1920s Harmony-made 8" Resonator Banjo Uke





This is a customer's petite treat and I'm pretty certain it was made by Harmony (though it's unbranded) in the mid-to-late 1920s. It has a rarer set of features that a vaudevillian, vintage-cheese uke fanatic might crave -- a larger 8" rim, full-size resonator, and longer 14" soprano scale. It came minus a head, tonering, bridge, and nut. It also came with an old, not-matched-up repair to the heel.

Work included installing a new Remo Renaissance synthetic head (something you can only really do on 8" rims as uke-size synthetic heads are not standard-issue), recutting the heel cutout shape to fit it, a fret level/dress, new bone nut, new ebony/maple bridge, tonering replacement, general cleaning, tuning peg swap-out, and a good setup with fluorocarbon strings. It plays perfectly with 1/16" action at the 12th fret and has a loud, poppy, direct voice that will easily soar over an average acoustic jam.


This is the first time I've had the pleasure of using a Renaissance head on a jo-uke and I'm very pleased with it.


While the neck is mahogany, the fretboard is "ebonized" maple and is bound with black celluloid at its edges. This is typical of nicer-grade Harmony ukes from the '20s. I added the side dots, though the pearl face dots were there to begin-with.


The celluloid "mother of toilet seat" veneer is pretty hip.


Due to the translucent nature of the head, you can see the "tonering" I've installed to replace a missing original. What you can't quite see is that it's actually a parts-bin electric bass low E string that I've trimmed to fit!

Because of the flexible nature, it was a lot faster to fit nicely to the rim than bending brass hoops and -- guess what? -- it sounds great. I was totally surprised that it'd work. I used it on a lark and left it on after hearing it.


The new bridge is a 5/8" one that I've sanded-down to about 9/16" via shaving the feet -- which gives it a more-vintage look, too.



While the neck and rim veneer look like mahogany, the back of the resonator sure looks a bit like walnut veneer. I love the extra "pinstriping" inlay.


The original bakelite pegs that came with the uke were identical to these, but this set from my parts-bin is in much-better shape. I stowed my customer's original set in the case for the uke to use as spare parts if any of these should wear-out.


In this picture you can see the old repair to the cracked heel. I wasn't satisfied with leaving it as-is so I countersunk a screw in the heel to give it a bit more insurance. You can't see that, however, as it's under the resonator.

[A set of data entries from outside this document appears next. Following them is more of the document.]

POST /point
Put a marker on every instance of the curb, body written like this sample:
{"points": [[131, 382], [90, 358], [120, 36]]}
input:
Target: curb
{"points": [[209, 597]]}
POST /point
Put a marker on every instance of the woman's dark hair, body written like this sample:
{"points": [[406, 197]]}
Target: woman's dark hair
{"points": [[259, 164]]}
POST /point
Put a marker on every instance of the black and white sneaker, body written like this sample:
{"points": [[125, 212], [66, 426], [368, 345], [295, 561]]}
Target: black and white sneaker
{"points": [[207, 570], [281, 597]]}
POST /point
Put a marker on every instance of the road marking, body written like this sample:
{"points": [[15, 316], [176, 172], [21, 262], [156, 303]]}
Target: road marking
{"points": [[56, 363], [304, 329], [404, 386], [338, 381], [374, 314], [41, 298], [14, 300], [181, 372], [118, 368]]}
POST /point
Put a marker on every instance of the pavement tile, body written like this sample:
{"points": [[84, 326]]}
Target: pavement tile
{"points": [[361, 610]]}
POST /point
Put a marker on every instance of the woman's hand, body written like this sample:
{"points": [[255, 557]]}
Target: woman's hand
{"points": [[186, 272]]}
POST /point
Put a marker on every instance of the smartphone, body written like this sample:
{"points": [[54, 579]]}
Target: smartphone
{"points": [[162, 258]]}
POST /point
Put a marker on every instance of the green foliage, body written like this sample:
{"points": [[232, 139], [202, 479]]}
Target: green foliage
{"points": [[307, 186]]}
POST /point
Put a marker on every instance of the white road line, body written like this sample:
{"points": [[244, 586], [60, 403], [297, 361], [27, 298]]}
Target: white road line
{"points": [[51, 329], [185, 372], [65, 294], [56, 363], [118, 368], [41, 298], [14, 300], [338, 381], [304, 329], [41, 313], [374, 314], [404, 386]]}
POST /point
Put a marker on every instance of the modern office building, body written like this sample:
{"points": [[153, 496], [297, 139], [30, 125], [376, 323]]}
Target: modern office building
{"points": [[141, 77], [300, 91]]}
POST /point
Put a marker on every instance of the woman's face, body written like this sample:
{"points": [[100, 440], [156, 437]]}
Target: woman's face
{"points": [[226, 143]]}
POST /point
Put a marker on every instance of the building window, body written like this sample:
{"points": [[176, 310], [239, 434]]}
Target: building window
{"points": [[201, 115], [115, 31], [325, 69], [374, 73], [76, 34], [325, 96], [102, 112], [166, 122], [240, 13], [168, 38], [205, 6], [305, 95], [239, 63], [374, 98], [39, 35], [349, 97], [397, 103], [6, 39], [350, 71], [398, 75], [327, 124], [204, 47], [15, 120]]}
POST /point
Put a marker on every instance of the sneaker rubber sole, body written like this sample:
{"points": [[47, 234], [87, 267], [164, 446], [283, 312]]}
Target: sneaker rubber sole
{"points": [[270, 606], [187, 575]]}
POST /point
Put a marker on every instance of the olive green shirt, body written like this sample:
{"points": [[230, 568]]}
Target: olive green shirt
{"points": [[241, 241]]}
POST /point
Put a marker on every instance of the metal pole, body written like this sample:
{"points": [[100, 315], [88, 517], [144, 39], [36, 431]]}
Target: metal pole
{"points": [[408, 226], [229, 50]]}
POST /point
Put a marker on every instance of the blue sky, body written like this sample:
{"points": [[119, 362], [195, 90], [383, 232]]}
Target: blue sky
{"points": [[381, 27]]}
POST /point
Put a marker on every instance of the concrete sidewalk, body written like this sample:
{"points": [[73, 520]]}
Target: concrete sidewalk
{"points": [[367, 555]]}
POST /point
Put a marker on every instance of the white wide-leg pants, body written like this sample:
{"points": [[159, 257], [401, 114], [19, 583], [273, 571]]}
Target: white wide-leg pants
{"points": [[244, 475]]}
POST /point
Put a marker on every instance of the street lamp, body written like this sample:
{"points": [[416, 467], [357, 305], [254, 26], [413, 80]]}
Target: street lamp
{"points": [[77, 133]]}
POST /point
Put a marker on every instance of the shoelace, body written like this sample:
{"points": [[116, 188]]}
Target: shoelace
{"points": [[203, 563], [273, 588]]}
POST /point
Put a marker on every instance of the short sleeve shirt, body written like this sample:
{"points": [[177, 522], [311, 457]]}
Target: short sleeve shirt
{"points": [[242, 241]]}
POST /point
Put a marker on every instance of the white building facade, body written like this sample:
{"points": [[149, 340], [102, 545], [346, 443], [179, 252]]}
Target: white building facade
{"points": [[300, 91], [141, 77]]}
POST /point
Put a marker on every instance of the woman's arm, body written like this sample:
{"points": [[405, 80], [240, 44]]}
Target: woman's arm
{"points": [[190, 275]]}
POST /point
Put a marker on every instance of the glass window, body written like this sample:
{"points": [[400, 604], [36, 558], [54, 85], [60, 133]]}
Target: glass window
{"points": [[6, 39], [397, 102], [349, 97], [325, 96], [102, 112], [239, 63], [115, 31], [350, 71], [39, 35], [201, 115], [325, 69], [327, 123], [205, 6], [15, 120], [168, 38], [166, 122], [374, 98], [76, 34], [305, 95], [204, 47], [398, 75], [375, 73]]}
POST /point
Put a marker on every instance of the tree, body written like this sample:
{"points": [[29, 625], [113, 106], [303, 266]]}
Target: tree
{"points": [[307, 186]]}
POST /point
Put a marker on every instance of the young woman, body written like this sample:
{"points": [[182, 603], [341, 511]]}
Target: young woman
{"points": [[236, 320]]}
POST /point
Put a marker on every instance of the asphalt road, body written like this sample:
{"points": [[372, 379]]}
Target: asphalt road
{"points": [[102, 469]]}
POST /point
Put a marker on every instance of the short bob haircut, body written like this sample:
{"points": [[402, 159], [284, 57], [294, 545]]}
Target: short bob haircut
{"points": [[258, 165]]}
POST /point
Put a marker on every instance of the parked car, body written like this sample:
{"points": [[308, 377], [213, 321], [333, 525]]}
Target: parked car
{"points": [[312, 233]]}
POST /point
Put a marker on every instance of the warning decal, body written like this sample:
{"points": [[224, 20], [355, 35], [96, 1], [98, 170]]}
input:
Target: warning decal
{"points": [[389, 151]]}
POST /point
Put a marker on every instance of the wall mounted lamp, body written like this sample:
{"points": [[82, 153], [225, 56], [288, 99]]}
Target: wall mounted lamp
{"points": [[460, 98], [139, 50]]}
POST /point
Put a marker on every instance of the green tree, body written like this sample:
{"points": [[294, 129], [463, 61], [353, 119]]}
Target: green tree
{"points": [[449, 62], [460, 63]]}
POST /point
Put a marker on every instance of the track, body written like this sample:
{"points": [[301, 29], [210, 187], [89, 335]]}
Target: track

All the hardware is heavy-duty and rugged and it's also all-original.



One thing that I like about these simple tailpieces is that you can stuff some muting-foam under the cover to silence the string-afterlength behind the bridge -- as I've done on this fella.

Comments

Andy said…
The banjo uke came from a friend of mine who lives in Seattle. It was his uncle's. It laid around my house for a number of years until Rik and Marianne did my wife a huge favor by rebinding her gramma's old prayer book. The kind of job you did on this banjer, they did on the prayer book. I am totally happy about all of it.